Des ventes en hausse d’un tiers sur un an

Le commerce équitable est apposé sur 1400 références, dont 53 % en boulangerie et 17 % pour les fruits et légumes frais. La distribution est réalisée à 44 % dans les boulangeries, notamment par le biais des boulangeries artisanales Agri-Éthique, 41 % dans les boutiques bio, 14 % en GMS et 1 % en consommation hors foyer. 47 % des produits ont la double labellisation bio et équitable. 65 groupements de producteurs sont engagés : ils concernent plus de 8000 agriculteurs. « En 2019/20, nous accueillons douze nouveaux groupements », explique Julie Maisonhaute, déléguée générale adjointe de CEF.

Équitable, un terme peu connu et désormais protégé

Derrière ce tableau chiffré très positif, de nombreuses questions se posent aux acteurs de cette filière pour pérenniser son développement. « Nous nous sommes rendus compte que les consommateurs connaissent mal le terme « équitable » car les labels l’utilisaient peu», indique Julie Stoll, déléguée générale de CEF. Du coup, les labels membres de CEF (Fair for life, Bio Partenaire, Agri-Éthique France) ont évolué : le mot « équitable » apparaît désormais sur leur logo.

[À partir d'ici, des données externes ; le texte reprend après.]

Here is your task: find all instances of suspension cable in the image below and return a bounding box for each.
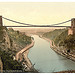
[2,17,71,27]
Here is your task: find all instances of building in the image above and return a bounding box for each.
[68,18,75,35]
[0,16,3,26]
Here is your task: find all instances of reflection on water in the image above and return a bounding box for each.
[28,35,75,73]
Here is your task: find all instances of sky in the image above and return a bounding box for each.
[0,2,75,26]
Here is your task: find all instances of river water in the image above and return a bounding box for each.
[28,35,75,73]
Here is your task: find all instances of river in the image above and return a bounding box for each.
[28,35,75,73]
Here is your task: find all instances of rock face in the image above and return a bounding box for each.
[0,26,23,52]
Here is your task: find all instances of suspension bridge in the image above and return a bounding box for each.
[0,16,72,27]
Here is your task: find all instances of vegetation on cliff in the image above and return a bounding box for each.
[0,27,31,72]
[8,28,31,47]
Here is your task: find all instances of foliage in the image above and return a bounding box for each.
[54,30,68,46]
[0,50,22,72]
[8,29,31,47]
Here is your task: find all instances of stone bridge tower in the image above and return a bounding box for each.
[68,18,75,35]
[0,16,3,26]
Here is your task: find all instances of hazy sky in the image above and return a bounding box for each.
[0,2,75,25]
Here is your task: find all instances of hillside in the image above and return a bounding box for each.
[0,26,31,72]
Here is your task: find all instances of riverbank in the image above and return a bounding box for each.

« Nous avons également réussi à protéger ce terme dans la loi Pacte de 2019, ajoute Julie Maisonhaute. En effet, de nombreuses démarches contournaient la réglementation en mentionnant uniquement le mot « équitable » sur leurs emballages à des fins marketing. » Depuis cette année, toute utilisation de l’adjectif doit se référer à la définition du « Commerce équitable » tel qu’il est inscrit dans la loi.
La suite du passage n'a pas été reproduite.